0

Show that any upper bounded subset of $\mathbb{Z}$ has a unique maximal element

This is what I've managed to do so far.

Let $X \subseteq \mathbb{Z}$ be a nonempty upper bounded nonempty subset of $\mathbb{Z}$. Since $\mathbb{Z} \subseteq \mathbb{R}$ we have that $X$ is upper bounded in $\mathbb{R}$ hence $\sup X$ exists. Let $\alpha = \sup X$. We claim $\alpha = \max X$.

This is where I get stuck, ultimately I have to show that $\alpha \in X$, and I'm not exactly sure how to go about doing that.

Perturbative
  • 13,656
  • See also here. – Dietrich Burde Apr 01 '18 at 18:20
  • @DietrichBurde The second answer there uses compactness to prove this, don't you think that's really unecessary and overpowered machinery to prove this?
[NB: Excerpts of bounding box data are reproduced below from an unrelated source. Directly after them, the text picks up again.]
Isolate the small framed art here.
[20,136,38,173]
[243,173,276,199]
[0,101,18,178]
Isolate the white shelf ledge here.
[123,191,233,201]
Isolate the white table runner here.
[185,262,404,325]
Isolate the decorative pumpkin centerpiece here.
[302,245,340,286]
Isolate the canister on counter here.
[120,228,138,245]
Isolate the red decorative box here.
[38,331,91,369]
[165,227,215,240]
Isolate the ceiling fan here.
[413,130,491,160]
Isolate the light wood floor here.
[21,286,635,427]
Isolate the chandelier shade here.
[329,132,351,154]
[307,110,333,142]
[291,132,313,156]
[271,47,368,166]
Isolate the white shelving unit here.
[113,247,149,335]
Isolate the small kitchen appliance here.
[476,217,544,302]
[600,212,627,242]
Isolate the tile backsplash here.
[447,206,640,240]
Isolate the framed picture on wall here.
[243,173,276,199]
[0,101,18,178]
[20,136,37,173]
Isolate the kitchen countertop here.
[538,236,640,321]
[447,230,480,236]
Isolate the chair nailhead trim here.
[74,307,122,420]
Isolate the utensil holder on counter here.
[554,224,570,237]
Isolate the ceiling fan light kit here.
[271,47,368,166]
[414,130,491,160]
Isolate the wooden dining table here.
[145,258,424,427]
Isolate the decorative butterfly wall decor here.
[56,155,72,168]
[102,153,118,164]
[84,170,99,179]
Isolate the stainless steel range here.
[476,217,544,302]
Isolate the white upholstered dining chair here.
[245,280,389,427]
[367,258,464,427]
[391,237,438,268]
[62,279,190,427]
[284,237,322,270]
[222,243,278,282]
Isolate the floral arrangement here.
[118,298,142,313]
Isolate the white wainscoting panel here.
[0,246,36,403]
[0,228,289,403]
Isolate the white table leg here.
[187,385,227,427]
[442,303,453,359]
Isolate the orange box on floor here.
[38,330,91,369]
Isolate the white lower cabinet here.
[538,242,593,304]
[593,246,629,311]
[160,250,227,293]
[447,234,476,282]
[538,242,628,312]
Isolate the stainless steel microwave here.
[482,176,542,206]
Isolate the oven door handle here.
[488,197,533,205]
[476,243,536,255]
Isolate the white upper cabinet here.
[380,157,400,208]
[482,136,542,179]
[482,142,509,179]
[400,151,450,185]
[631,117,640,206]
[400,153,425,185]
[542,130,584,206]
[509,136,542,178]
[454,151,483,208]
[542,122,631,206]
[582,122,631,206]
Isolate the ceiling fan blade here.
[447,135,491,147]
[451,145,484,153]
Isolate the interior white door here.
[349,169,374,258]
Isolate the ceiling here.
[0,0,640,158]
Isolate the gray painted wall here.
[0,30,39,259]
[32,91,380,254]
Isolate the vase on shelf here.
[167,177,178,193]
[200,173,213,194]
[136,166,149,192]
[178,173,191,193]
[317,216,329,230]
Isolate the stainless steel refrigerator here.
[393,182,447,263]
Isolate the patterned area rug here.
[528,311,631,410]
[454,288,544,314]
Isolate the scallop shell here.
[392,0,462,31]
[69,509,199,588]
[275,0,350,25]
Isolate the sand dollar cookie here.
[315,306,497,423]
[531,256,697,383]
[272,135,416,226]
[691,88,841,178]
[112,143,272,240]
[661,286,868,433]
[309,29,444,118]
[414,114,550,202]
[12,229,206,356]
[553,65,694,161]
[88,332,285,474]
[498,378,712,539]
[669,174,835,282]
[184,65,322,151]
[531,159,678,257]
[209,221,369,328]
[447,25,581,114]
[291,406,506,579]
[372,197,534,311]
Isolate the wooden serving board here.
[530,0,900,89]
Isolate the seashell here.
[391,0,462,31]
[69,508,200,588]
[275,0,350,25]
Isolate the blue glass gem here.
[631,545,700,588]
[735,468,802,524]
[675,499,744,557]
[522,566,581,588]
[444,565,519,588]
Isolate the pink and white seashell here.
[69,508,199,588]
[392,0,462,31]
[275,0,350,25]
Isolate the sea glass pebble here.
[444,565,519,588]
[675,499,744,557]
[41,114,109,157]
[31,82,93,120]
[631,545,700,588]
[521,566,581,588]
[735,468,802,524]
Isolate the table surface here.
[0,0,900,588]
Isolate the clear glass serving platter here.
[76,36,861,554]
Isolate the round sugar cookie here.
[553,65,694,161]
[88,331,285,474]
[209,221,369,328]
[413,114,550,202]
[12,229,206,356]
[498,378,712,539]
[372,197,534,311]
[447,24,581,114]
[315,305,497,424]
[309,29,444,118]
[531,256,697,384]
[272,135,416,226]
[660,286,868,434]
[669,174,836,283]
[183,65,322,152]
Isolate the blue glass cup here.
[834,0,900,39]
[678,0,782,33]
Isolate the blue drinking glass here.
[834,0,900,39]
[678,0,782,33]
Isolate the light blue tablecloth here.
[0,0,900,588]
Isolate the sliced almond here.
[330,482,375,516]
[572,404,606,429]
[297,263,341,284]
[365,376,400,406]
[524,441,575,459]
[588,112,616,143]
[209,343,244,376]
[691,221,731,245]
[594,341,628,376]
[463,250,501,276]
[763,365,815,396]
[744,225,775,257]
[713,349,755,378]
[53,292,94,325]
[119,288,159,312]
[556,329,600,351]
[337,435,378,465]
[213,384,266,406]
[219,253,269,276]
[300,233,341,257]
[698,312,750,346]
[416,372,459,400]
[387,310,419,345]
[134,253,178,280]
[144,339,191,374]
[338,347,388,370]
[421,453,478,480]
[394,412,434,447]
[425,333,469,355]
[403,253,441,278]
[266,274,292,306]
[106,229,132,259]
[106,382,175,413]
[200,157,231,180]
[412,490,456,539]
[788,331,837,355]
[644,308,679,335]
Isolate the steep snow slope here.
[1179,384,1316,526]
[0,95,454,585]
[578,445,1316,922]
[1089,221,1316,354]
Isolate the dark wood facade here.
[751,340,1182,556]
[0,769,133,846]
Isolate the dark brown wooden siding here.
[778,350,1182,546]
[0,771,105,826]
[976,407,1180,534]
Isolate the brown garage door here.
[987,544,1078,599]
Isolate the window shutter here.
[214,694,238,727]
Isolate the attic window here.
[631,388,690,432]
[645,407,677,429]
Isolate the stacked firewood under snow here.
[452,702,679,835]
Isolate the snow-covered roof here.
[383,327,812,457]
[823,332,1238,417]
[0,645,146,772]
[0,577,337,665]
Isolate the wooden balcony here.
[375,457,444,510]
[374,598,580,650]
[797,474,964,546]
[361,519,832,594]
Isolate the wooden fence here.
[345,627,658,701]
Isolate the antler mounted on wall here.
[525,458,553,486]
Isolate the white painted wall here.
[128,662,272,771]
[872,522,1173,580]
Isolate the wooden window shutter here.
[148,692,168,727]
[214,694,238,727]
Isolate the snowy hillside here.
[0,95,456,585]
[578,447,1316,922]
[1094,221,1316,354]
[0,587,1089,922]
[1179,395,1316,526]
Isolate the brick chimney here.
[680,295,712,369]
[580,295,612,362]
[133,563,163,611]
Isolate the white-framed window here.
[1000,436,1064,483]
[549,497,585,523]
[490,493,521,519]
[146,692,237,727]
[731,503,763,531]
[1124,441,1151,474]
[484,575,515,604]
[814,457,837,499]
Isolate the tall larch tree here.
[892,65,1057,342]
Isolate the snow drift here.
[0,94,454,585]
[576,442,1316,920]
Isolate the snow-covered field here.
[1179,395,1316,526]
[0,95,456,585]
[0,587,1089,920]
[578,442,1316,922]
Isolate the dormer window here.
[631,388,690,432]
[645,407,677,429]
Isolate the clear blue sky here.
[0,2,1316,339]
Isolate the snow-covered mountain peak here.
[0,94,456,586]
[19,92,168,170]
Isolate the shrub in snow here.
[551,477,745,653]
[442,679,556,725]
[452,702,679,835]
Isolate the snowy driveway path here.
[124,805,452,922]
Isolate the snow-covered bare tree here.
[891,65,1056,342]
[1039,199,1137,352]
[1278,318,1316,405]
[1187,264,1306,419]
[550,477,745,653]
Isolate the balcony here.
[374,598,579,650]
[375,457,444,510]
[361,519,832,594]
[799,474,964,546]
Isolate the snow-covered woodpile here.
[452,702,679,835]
You essentially have to develop some basic notions of topology and invoke metric spaces to do that – Perturbative Apr 01 '18 at 18:26
  • Compactness is a basic notion of topology, I would say, but I cannot find the word "compact" in the answers of the duplicate. So I hope this will be helpful for you. – Dietrich Burde Apr 01 '18 at 18:31
  • @DietrichBurde The answers in the linked duplicate aren't very satisfactory, I cannot follow the arguments made in the first answer for example – Perturbative Apr 01 '18 at 19:25

1 Answers1

1

Since $\alpha$ is a least upper bound, for any $\epsilon > 0$, there is an $n \in X$ such that $\alpha - \epsilon < n \leq \alpha$. This follows from the definition of a least upper bound.

If $\alpha \not\in X$, we have two cases. If $\alpha$ is an integer, then we immediately get a contradiction using the previous paragraph, since there is no integer between $\alpha - 1/2$ and $\alpha$. If $\alpha$ is not an integer, take $\lfloor \alpha\rfloor$ and consider $\epsilon = \alpha - \lfloor\alpha\rfloor > 0$, and get a similar contradiction, using the first paragraph.

Chris
  • 5,231